Exports the current dataframe to a CSV file.

Parameters:: path (str) – Destination path for the CSV file.

dict_to_df()[source]: Converts the stored dictionary into a dataframe.

drop_column(column, direction)[source]

Drops rows or columns from the dataframe.

Parameters:

column (str or list) – Column name(s) or row label(s) to drop.
direction (int) – Axis to drop from (0 for rows, 1 for columns).

find_row_data(row)[source]

Retrieves a row from the dataframe by index.

Parameters:: row (int) – Row index.
Returns:: Row data.
Return type:: pandas.Series

find_row_date_greater_or_equals_than_indicated(date_str) → tuple[bool, int][source]

Finds the first row where the date is greater than or equal to the given date.

Parameters:: date_str (str or datetime) – Reference date.
Returns:: (True, index) if found, otherwise (False, 0).
Return type:: tuple

get_column_in_list(column)[source]

Returns a dataframe column as a Python list.

Parameters:: column (str) – Column name.
Returns:: Column values as a list.
Return type:: list

group_element(group_element)[source]

Groups the dataframe by the specified column(s).

Parameters:: group_element (str or list) – Column(s) to group by.

list_to_df()[source]: Concatenates a list of dataframes into a single dataframe.

order_columns(order_list)[source]

Reorders the dataframe columns.

Parameters:: order_list (list) – Desired column order.

query_date(start_date, end_date, column_name)[source]

Filters rows between two dates based on a specified date column.

Parameters:

start_date (str or datetime) – Start date for filtering.
end_date (str or datetime) – End date for filtering.
column_name (str) – Name of the date column.

query_date_and_element(start_date, end_date, date_column_name, investment_cnpj, investment_column_cnpj)[source]

Filters rows based on both a date range and a specific element.

Parameters:

start_date (str or datetime) – Start date for filtering.
end_date (str or datetime) – End date for filtering.
date_column_name (str) – Name of the date column.
investment_cnpj (str) – Value to filter in the investment column.
investment_column_cnpj (str) – Column name containing the investment identifier.

Returns:

Filtered dataframe.

Return type:

pandas.DataFrame

query_element_in(column, collection)[source]
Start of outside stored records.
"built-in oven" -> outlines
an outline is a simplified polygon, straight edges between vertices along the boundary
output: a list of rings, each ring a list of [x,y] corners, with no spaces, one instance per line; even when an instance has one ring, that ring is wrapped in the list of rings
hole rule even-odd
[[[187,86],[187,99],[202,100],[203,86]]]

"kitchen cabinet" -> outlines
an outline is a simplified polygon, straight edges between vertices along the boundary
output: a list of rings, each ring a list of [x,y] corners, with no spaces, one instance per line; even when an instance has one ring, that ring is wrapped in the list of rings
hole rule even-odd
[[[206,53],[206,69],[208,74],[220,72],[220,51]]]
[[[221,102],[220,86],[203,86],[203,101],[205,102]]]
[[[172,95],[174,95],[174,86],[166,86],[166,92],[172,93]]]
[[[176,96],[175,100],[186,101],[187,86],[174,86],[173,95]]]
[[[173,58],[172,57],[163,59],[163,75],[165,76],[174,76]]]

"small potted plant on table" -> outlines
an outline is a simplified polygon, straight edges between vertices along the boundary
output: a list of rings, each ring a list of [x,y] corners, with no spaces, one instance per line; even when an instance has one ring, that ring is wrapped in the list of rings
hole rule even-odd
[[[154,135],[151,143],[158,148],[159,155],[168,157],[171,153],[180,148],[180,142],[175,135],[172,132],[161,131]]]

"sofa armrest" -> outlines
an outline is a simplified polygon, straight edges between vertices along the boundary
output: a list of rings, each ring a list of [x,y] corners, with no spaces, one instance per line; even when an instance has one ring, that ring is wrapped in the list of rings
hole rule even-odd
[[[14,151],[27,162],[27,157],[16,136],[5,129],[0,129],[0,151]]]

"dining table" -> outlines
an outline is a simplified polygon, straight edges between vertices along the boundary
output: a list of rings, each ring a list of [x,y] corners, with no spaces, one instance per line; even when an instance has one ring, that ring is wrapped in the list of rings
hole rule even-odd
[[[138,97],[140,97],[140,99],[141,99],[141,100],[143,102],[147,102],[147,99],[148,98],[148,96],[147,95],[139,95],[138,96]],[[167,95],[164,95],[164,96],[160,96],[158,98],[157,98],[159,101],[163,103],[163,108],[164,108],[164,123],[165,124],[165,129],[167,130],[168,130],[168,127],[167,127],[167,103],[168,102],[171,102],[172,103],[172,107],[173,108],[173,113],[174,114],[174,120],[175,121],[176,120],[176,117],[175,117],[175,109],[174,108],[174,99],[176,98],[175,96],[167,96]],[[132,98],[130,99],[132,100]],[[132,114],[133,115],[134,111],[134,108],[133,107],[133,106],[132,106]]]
Filters rows where column values are within a given collection.

Parameters:

column (str) – Column name to filter.
collection (list or set) – Collection of values to match.

reset_index()[source]: Resets the dataframe index.

sort_elements_list(sort_list)[source]

Sorts the dataframe by the specified columns.

Parameters:: sort_list (list) – List of column names to sort by.